Oral Motion for Attorneys Fees

At the hearing, the Defendants requested that they be awarded attorneys' fees for the time expended responding to allegations later withdrawn by Plaintiff. Plaintiff requested that the application for attorneys' fees be made in writing. The Defendants included a request for attorneys' fees in their Reply (June 4, 1992). However, the Defendants have not filed a memorandum of points and authorities supporting their application for fees. Ariz. Dist.Ct.R. 11(b). The Court prefers that a motion such as this be made in writing with a memorandum in support. Therefore, Defendants' requests for attorneys' fees are denied with leave to renew in writing.

IT IS ORDERED:

Wallin. Summary judgment is GRANTED Defendant Wallin on Counts 3 and 9 and these counts are DISMISSED. Summary judgment is DENIED Defendant Wallin on Count 4. Pursuant to the Court's June 22 Minute Entry, Count 1 has been withdrawn by the Plaintiff, and Counts 2 and 5-8 are DISMISSED.

The only claim now pending against Wallin is the intentional infliction of emotional distress claim of Count 4.

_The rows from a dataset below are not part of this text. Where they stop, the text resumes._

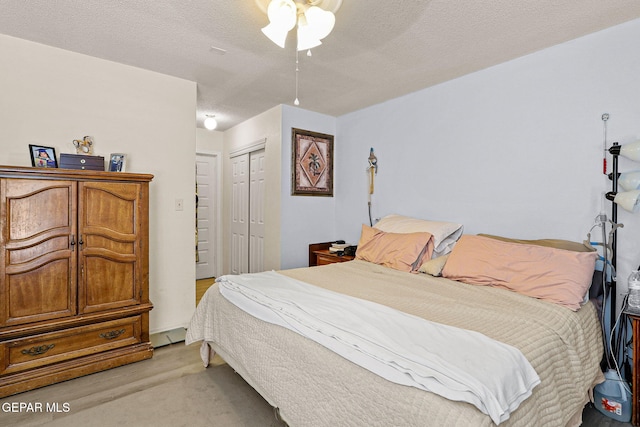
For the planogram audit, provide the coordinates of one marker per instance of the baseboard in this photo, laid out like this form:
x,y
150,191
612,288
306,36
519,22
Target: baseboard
x,y
168,337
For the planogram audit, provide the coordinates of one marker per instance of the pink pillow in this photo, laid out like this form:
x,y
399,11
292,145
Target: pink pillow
x,y
400,251
556,275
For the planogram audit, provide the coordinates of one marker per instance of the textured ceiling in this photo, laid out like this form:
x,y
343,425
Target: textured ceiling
x,y
379,49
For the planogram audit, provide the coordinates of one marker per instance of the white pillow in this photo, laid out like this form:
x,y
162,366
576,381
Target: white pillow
x,y
445,234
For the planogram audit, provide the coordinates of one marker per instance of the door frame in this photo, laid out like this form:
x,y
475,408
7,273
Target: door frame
x,y
218,223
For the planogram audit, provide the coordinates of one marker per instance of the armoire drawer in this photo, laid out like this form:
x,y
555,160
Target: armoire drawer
x,y
53,347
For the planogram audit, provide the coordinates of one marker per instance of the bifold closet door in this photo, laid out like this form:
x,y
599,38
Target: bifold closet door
x,y
247,212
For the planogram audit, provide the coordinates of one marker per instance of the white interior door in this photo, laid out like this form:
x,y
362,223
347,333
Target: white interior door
x,y
240,214
207,170
256,211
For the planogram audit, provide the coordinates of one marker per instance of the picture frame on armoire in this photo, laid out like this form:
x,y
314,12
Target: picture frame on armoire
x,y
43,157
117,162
311,164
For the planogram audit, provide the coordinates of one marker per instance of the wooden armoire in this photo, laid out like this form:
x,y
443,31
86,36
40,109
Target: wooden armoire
x,y
74,281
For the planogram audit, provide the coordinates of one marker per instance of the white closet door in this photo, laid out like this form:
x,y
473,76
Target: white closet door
x,y
256,211
207,180
240,214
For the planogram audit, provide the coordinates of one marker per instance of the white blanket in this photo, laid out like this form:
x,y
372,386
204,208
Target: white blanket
x,y
455,363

Austin and Matthews. Summary judgment is GRANTED Defendants Austin and *432 Matthews on Counts 3, 4, and 9, on the constructive discharge allegation of Count 1, and on the Title VII liability of Austin and Matthews in their unofficial capacities and these allegations are DISMISSED. Summary judgment is DENIED Defendants Austin and Matthews, in their official capacities, on the hostile work environment allegation of Count 1. Pursuant to the court's June 22 Minute Entry, Counts 2 and 5-8 are DISMISSED.

The only claim now pending against Austin and Matthews is the hostile environment claim of Count 1.

Injunctive relief. The Defendants invite the Court to dismiss Plaintiff's request for injunctive relief. Neither party argues this issue. In light of the continuing viability of the Title VII claims against Austin and Matthews, the Court DENIES the motion for summary judgment on the issue of injunctive relief.

Attorneys fees. The Defendants' motions for attorneys' fees are DENIED with leave to renew.

NOTES

[1] These three defendants, having joined in this Motion, shall be referred to collectively as the "Movants."

[2] According to the excerpts of employment applications supplied by the Movants, between September 1982 and May 1988, before starting with DOC, Stingley held three clerical/secretarial positions. Each new job apparently involved more responsibility than the previous job, and each job change increased Stingley's salary.

All these job changes, including the move to the DOC, are viewed by Plaintiff as career advancement.

[3] Apparently the racist nicknames included watermelon eater, naphead, nigger, spearchucker, etc. Harrison's usual nickname was "token."

[4] CSO Wallin, Plaintiff's co-worker, is clearly an employee, not a Title VII employer. Wallin cannot violate Title VII. Plaintiff has conceded this and withdrawn Count 1 as to Wallin.

[5] Harvey also explains that individuals may only be sued for Title VII violations in their official capacities. Plaintiff has apparently named the individual Defendants in this case in both their official and unofficial capacities. As to the Title VII count, the individual Defendants may only be held liable in their official capacities.

[6] Each judge wrote separately.

[7] Courts may consider the EEOC guidelines when interpreting Title VII. Meritor, 477 U.S. at 65, 106 S. Ct. at 2404.

[8] To illustrate, in Ellison the Ninth Circuit noted that as few as two incidents in which a noose was found hung over a black female employee's work station were sufficient to establish a jury question regarding a racially hostile work environment. 924 F.2d at 878. A noose means much more in the history of African-Americans than it does in the history of European-Americans. The Ninth Circuit thus implies that it accepts the "reasonable person of the same race or color" standard for Title VII cases by its recognition in Ellison of the relative severity of only two incidents involving an African-American employee and a noose.

[9] Although Matthews and Austin may have behaved below the standards set by Title VII, that fact does not establish a prima facie case of intentional infliction of emotional distress.